We’ve also learned that even though you get a pCR, you still have a small risk of getting CNS [central nervous system] metastases, which is unfortunate. This is an unmet need that maybe some of the new data will address in the future. I think we’ve also learned something about the heterogeneity in terms of ER [estrogen receptor] and PR [progesterone receptor]. Patients who have HER2-positive, ER-positive disease often have a lower ratio, a lower copy number, and less response to trastuzumab-based therapy. But in the adjuvant trials, they still did much better if they got trastuzumab.
So pCR, again, even with HER2 for ER-positive disease, is not the end all. But then we learned this next step. We wanted to be able to change therapy based on response for early-stage disease and change outcome forever. We go back to the Aberdeen trial, where we just sort of changed around the chemotherapy for everybody. You know, 1 size fits all. We didn’t know enough. Obviously, just changing chemotherapy has never worked so far.

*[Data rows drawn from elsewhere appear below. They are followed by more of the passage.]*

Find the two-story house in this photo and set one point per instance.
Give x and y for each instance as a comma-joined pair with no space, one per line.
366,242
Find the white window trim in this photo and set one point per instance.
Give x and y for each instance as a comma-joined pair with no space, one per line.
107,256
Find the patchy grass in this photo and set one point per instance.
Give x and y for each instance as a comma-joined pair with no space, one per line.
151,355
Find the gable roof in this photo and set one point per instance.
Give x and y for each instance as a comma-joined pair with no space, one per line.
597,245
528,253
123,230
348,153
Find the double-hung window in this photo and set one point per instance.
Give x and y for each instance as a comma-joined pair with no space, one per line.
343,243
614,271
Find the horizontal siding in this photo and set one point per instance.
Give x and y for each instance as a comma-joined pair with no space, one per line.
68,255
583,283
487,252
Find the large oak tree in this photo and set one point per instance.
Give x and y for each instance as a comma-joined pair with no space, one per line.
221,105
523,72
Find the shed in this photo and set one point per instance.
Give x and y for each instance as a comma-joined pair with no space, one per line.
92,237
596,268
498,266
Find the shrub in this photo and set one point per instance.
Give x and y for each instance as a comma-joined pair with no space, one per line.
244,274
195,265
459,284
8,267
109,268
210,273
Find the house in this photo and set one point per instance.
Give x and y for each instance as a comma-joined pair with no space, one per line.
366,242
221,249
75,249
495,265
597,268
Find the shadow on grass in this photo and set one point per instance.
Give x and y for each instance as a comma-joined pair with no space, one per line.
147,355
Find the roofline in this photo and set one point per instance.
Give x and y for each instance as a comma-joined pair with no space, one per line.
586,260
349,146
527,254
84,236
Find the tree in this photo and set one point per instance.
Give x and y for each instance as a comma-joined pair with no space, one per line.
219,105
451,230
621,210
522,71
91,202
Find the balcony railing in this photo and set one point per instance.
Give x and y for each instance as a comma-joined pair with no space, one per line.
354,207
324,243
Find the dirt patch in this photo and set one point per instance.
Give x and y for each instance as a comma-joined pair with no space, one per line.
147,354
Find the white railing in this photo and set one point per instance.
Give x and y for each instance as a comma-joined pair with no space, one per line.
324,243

But in the recent data from the KATHERINE trial, which is so interesting, it’s exactly what you would expect—70% of people who had ER-positive disease failed to achieve a pCR. And then some people had little bits of residual disease. And then they randomized them to continue the trastuzumab or get T-DM1. As we all know, the outcome was so much better in the T-DM1—based treatment group, which is very interesting. A little less than 20% got pertuzumab, but we don’t really expect, based on the adjuvant data we’ll talk about in a moment, for that to really change what we would do.
We also learned from the KRISTINE trial that if you gave T-DM1 with pertuzumab, which probably doesn’t add much to T-DM1 as far as we know, versus a standard TCHP [docetaxel, carboplatin, trastuzumab, pertuzumab] regimen, your pCRs were higher with the standard chemotherapy. But if you got a pCR with T-DM1, you did really well. So there’s a differential now in what you get preoperatively, being able to help with your prognosis and determining the next steps of therapy. Of course, this is now going to be tested in a cooperative group trial as well as others, where there will be some variation in treatment based on response and a way do deescalate as well as escalate.